2Any claim that is mentioned in the Complaint but not addressed in this Order is dismissed without prejudice as inadequately pled under the Twombly pleading standard. See Bell Atlantic Corp. v. Twombly, 550 U.S. 544, 570 (2007) (an action fails to state a claim upon which relief can be granted if it does not plead “enough facts to state a claim that is plausible on its face.”). the administration of the prison.” Hunafa v. Murphy, 907 F.2d 46, 47 (7th Cir. 1990). To state a claim under the free exercise clause of the First Amendment, a plaintiff must set forth facts sufficient to allege that his “right to practice [his chosen religion] was burdened in a significant way.” Kaufman v. McCaughtry, 419 F.3d 678, 683 (7th Cir. 2005). Here, the allegations in the

Complaint are sufficient for Plaintiff to proceed on the claims in Counts 1 and 2 against Chaplain Vaughn. However, there are no allegations suggesting Warden Brookhart is personally responsible for allegedly violating Plaintiff’s constitutional rights, and she cannot be held liable based solely on her position as an administrator because the doctrine of respondeat superior does not apply to § 1983 actions. Chavez v. Illinois State Police, 251 F.3d 612, 651 (2001). Accordingly, the claims in Counts 1 and 2 against Warden Brookhart will be dismissed. Counts 3 and 4 Inmates are afforded broad religious protections under RLUIPA, which prohibits prisons receiving federal funds from imposing a substantial burden on an inmate's religious exercise unless prison officials can demonstrate that imposition of the burden on that person (1) is in furtherance

of a compelling governmental interest; and (2) is the least restrictive means of furthering that compelling governmental interest. 42 U.S.C.A. § 2000cc-1; Schlemm v. Wall, 784 F.3d 362, 363 (7th Cir. 2015). The relief available under RLUIPA is injunctive; it does not authorize monetary damages. Sossamon v. Texas, 563 U.S. 277, 287 (2011); Grayson v. Schuler, 666 F.3d 450, 451 (7th Cir. 2012). Nor does RLUIPA permit a cause of action against state employees; it permits relief only against “governmental bodies that receive funds and accept the conditions attached by the statute.” Vinning-El v. Evans, 657 F.3d 591, 592 (7th Cir. 2011). Consequently, Deanna Brookhart, in her official capacity as the Warden of Lawrence Correctional Center, is the proper defendant for any injunctive relief Plaintiff may be seeking. See Gonzalez v. Feinerman, 663 F.3d 311, 315 (7th Cir. 2011) (proper defendant in a claim for injunctive relief is the government official responsible for ensuring any injunctive relief is carried out).

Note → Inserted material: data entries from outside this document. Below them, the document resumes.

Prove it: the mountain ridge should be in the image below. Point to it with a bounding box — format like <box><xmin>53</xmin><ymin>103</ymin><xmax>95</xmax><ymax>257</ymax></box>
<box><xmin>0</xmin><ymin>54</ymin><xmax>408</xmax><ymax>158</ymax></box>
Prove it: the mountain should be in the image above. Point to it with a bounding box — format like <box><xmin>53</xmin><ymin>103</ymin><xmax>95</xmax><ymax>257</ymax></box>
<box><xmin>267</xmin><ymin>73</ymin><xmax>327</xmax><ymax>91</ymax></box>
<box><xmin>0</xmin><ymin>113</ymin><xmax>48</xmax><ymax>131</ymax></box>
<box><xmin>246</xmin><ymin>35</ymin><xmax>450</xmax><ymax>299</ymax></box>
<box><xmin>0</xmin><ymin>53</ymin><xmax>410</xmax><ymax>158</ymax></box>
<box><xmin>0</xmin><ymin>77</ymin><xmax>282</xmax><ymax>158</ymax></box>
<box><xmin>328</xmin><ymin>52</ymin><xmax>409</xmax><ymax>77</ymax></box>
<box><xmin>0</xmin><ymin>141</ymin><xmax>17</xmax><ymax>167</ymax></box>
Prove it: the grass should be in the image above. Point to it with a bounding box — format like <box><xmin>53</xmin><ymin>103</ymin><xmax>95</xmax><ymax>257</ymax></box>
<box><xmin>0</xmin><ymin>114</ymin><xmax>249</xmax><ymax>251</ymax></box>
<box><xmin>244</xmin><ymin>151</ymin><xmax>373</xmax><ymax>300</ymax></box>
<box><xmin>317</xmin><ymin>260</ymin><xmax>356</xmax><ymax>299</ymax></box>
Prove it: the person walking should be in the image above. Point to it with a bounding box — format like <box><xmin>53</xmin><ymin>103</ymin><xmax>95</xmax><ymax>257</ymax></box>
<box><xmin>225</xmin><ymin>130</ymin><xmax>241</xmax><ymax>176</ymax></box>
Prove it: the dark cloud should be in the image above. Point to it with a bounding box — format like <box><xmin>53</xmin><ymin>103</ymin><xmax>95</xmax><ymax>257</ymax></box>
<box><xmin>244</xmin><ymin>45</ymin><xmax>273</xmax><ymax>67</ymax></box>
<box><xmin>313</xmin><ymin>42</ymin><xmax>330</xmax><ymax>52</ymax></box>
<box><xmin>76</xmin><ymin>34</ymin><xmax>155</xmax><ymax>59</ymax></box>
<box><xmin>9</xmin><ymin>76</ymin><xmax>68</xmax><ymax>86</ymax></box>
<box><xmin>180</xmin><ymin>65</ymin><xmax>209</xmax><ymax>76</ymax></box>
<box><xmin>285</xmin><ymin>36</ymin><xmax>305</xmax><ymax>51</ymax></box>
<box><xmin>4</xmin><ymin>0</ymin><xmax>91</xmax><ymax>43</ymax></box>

Further, for these reasons, the claims in Counts 3 and 4 against Vaughn will be dismissed with prejudice. DISPOSITION Following preliminary review of the Complaint under 28 U.S.C. § 1915A, the First Amendment claims in Counts 1 and 2 will proceed against David Vaughn and the RLUIPA claims

in Counts 3 and 4 will proceed against Deanna Brookhart, in her official capacity as the Warden of Lawrence Correctional Center. The claims against Brookhart in Counts 1 and 2 are DISMISSED without prejudice and the claims against Vaughn in Counts 3 and 4 are DISMISSED with prejudice.